After a lengthy discussion of Chamber’s preliminary proposal, and while no vote was taken, Chairman Leeper’s comment that “we have more questions than answers” seemed to resonate with every Commissioner although all also expressed a desire to “do something.”

Mullin went on to explain that for the most part, local governments, (like Nassau County), are not set up to be a bank adding that, by law, local governments cannot loan money to individuals/businesses. “Government is not equipped to do that. They don’t have the staff to do that, they don’t have the funds to do that,” said Mullin.

At the current time, Nassau County does not have adequate reserves set aside to provide any sort of relief to private businesses.

What Nassau County does have is:

• an Emergency Disaster Reserve of about $8 million. Hurricanes Matthew and Irma cost the County well over $6 million for which the Federal Emergency Management Agency just recently reimbursed. (During the discussion of the Emergency Reserve, Mullin reported that the State Emergency Management Association has forecasted four hurricanes for our area and that season begins June 1).

• a Capital Improvement Projects reserve of $4 million but that money is earmarked for specific road and bridge projects long since planned and approved.

• a reserve for the Minimum Fund Balance to cover two and a half months of County operations for $10 million (the minimum standard); and

• a Contingency Reserve of $1.8 million. That fund, explained Mullin, is designed to provide the County with funds for emergencies. For instance, the Corona pandemic has created the need for more gowns for first responders and sprayers to decontaminate equipment. Those expenses are something no one ever anticipated.

Megan Diehl, OMB Director

In addition to concerns about damages from potential hurricanes, there is the unknown of what the Corona pandemic will ultimately cost the County, Megan Diehl, OMB Director, reminded Commissioners that there is also the loss in sales tax revenue that needs to be considered and noted that the County could face a budget shortfall of between $5 million – $8.5 million as a result.

What the Board of County Commissioners did approve was that a letter be sent to Congressman John Rutherford and Senators Marco Rubio and Rick Scott with regard to C.A.R.E.S. (the Coronavirus Aid, Relief, and Economic Security Act), that was signed into law by the President back in March.

As detailed on the website for United States Treasury Department, The CARES Act [among other things] established the $150 billion Coronavirus Relief Fund.
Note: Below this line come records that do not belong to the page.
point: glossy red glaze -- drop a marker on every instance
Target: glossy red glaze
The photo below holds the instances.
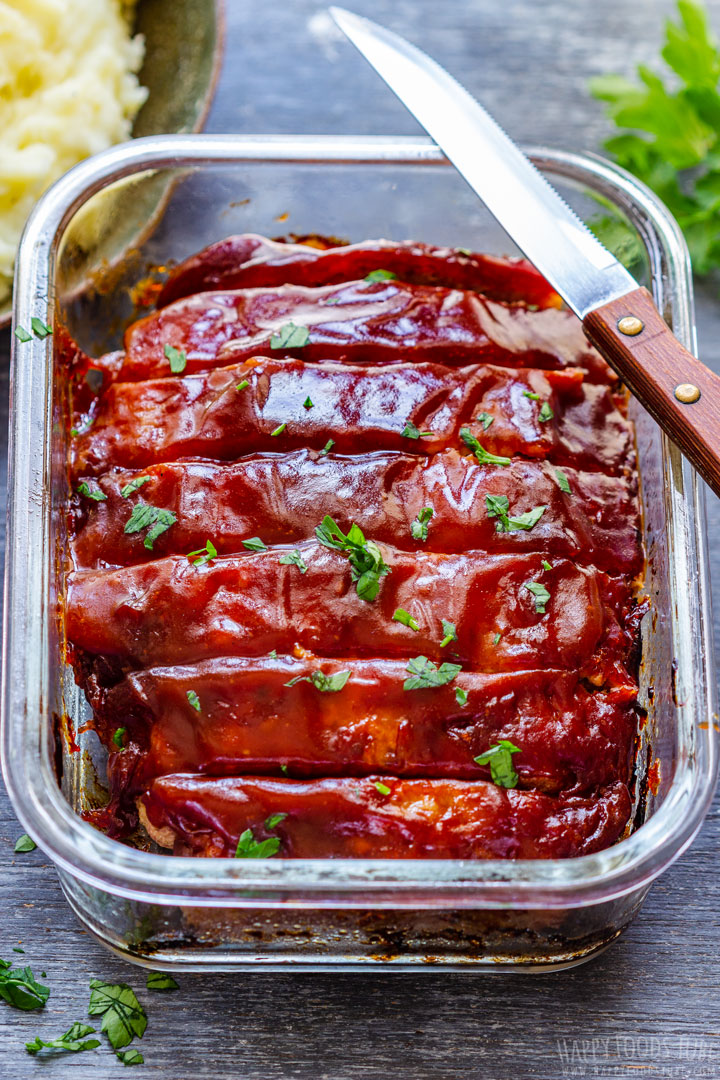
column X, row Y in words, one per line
column 357, row 322
column 248, row 261
column 349, row 818
column 361, row 409
column 277, row 496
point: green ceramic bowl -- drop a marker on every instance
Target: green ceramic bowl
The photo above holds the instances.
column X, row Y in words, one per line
column 184, row 51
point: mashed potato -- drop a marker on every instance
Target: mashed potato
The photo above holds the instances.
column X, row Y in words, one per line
column 68, row 89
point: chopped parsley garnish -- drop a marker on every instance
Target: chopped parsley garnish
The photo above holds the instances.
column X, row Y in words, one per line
column 294, row 558
column 133, row 485
column 289, row 336
column 153, row 518
column 424, row 674
column 381, row 275
column 419, row 526
column 409, row 431
column 274, row 820
column 123, row 1016
column 483, row 456
column 498, row 505
column 91, row 493
column 21, row 989
column 249, row 848
column 161, row 981
column 500, row 759
column 540, row 593
column 70, row 1041
column 402, row 616
column 39, row 328
column 254, row 544
column 367, row 564
column 177, row 359
column 327, row 684
column 203, row 555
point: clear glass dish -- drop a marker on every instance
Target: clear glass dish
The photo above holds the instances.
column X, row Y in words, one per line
column 337, row 914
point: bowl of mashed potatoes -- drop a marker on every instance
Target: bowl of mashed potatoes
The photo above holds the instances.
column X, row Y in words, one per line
column 79, row 76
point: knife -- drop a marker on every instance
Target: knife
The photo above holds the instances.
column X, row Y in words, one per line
column 619, row 318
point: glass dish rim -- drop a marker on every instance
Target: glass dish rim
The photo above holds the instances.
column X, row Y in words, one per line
column 93, row 858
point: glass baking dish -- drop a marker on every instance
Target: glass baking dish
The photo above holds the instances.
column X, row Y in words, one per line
column 178, row 193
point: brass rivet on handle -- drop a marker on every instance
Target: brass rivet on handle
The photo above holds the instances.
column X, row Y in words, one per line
column 687, row 393
column 630, row 325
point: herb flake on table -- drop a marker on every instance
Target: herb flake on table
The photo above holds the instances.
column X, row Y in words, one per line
column 153, row 518
column 419, row 526
column 483, row 456
column 326, row 684
column 71, row 1041
column 424, row 674
column 177, row 359
column 289, row 336
column 500, row 759
column 366, row 562
column 294, row 558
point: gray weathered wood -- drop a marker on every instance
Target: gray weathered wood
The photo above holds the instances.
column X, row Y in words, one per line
column 646, row 1008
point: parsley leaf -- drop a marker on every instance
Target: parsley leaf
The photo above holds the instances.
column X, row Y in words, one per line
column 540, row 593
column 327, row 684
column 381, row 275
column 367, row 564
column 177, row 359
column 123, row 1016
column 405, row 617
column 91, row 493
column 249, row 848
column 69, row 1041
column 153, row 518
column 425, row 674
column 161, row 981
column 254, row 544
column 294, row 558
column 289, row 336
column 133, row 485
column 204, row 554
column 19, row 988
column 409, row 431
column 483, row 456
column 500, row 759
column 419, row 526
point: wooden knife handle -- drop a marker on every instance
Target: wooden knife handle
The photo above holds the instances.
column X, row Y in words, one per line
column 682, row 394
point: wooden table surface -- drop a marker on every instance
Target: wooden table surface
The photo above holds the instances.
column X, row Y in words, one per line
column 647, row 1007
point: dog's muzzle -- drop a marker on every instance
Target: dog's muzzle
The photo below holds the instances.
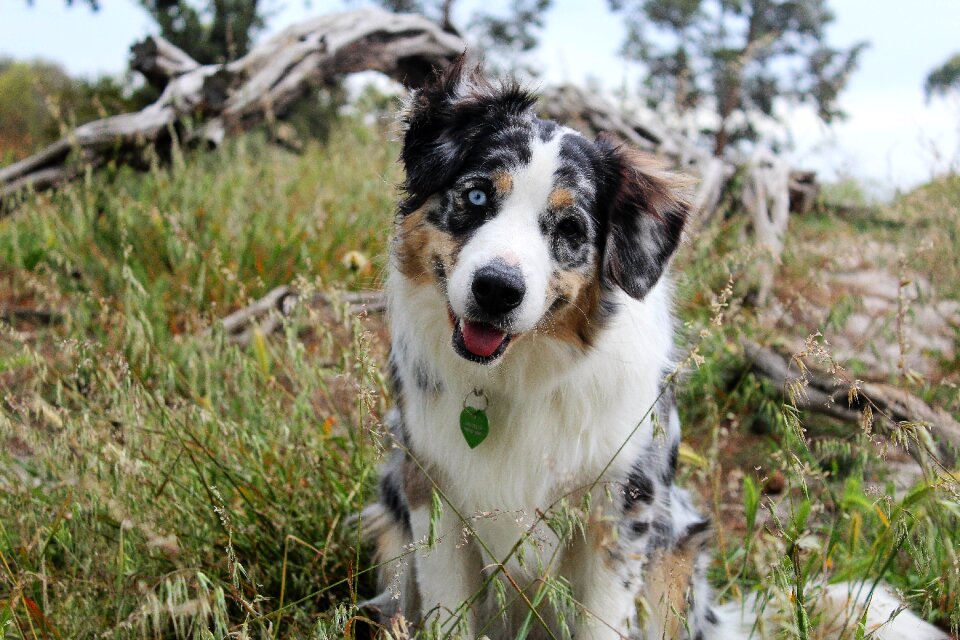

Treasury will make payments from the Fund to States and eligible units of local government. . . with a population that exceeds 500,000.”

The County would like to see that threshold be reduced to 50,000.

Also included in the C.A.R.E.S. Act is the Paycheck Protection Program “which provides small businesses with the resources they need to maintain their payroll, hire back employees who may have been laid off, and cover applicable overhead.” It authorized up to $349 billion toward job retention and other expenses.

Another popular economic relief program sponsored by the federal government is the COVID-19 Economic Injury Disaster Loan (EIDL), which provides provides economic relief to businesses currently experiencing a temporary loss of revenue. Referred to as “an advance,” it will be forgiven if spent on paid leave, maintaining payroll, mortgage, and/or lease payments. However, both of these programs have exhausted their current funding and no applications are being accepted at this time.

As indicated by Commissioner Leeper, the BOCC hopes to compile a list of all resources and programs (state, federal and local) available to help small businesses suffering as a result of this global pandemic. “Our primary goal is to meet the needs of our citizens.”